Computer tech, blogger, husband, father, and avid MSI U100 user.

16 replies on “Tango pocket-sized desktop supports Windows and Linux (crowdfunding)”

  1. Seems a decade or so behind the times. With the rise of cloud computing and the ubiquity of unlimited data plans on mobile devices there are way better options that already exist. The fact that it requires the dock kinda defeats the point doesn’t it? They should make it self sufficient and have the dock be an optional expansion similar to how laptop docking stations work.

  2. To me a pocketable pc is a complete pc that fits in my pocket and can be used anywhere. Display and batteries. Looks like I will stick with my 10 year old pocket pc

  3. Did the indiegogo supporters received their tangopc? I read somewhere that they were supposed to deliver last month, any developments on that?

  4. Darn, I thought it was something else when I clicked on the link. I should have known better.

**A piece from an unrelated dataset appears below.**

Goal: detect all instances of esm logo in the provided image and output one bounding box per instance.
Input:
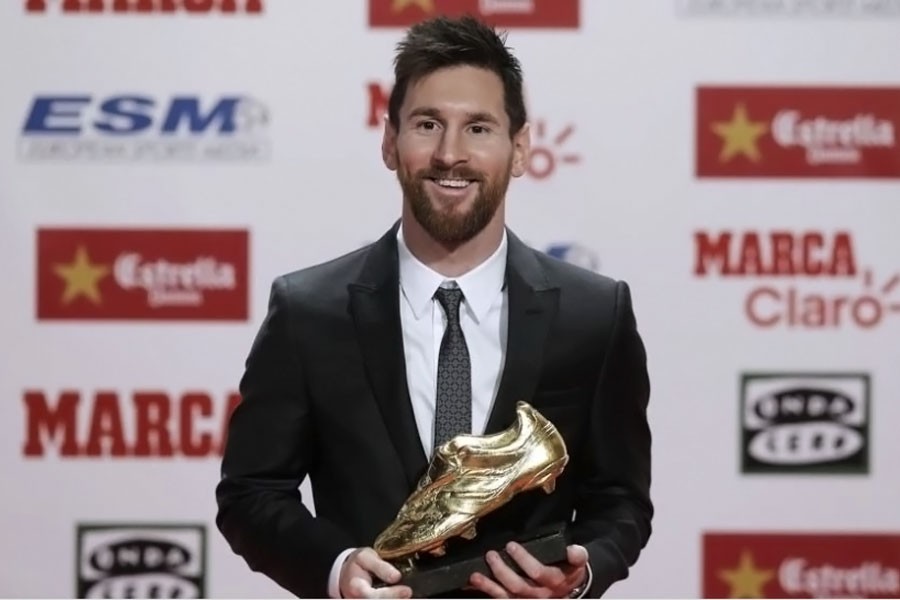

  5. As good as a removable hard drive. Who cares about removing the ram and processor if you can’t use it standalone!

  6. They should have spent their time and money making an AMD powered NUC-style computer. the dockable PC idea is neat, but I have no problem lugging my NUC around.

  7. When i read the headline i thought someone is finally releasing a modern UMPC. Damn it.

    1. I thought it would be like the OQO computer. The OQO was portable and dockable. I think its downfall was its price.

  8. Interesting twist, but needs a pocket dock option to make it truly plug-in-anywhere. Otherwise would be better off with some kind of HDMI stick based solution. These crowdsourcing sites seem chock full of wheel reinvention, ultimately, and invariably demanding more money than 1001 Chinese things.

    1. With microsoft changing its license charge model, one wonders why Windows Dongles aren’t showing up.

      1. Agreed. I am not a fan of RT at all, but honestly I would love a Windows RT dongle. There are plenty of ARM powered 1.6ghz quad-core dongles with 2gb of RAM.